Understanding how that system is built makes it far easier to use well. A model is created in three broad stages that loosely mirror how a person learns: first it reads enormous amounts of text to build a general knowledge base, then it studies worked examples of good answers, and finally it practices on problems where the right answer can be checked. Each stage shapes a different part of what the model can do and how it behaves.
This guide walks through those stages in plain language, then looks at how the model "thinks," where it tends to slip, and how to get reliable results from it. The throughline is simple: the model is the medium we are building with, and the better we understand that medium, the more we can innovate with it.

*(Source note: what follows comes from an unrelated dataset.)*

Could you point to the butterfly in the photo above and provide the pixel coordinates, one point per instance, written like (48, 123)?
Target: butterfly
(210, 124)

Knowing what is happening under the hood is the difference between being impressed by these models and actually being good with them.
Stage One: Pre-training
The first step is to download and filter a huge slice of the public internet. The goal is a large, diverse collection of high quality text. Raw web data is cleaned in many passes: stripping out unwanted sites, pulling clean text from the HTML, filtering by language, removing duplicates, and removing personal information. A representative dataset might be tens of terabytes of text, on the order of trillions of words.
What a token is, and how it's made
Before any training happens, the text has to be turned into something the model can process: a sequence of symbols from a fixed vocabulary. Those symbols are called tokens, and the conversion is called tokenization.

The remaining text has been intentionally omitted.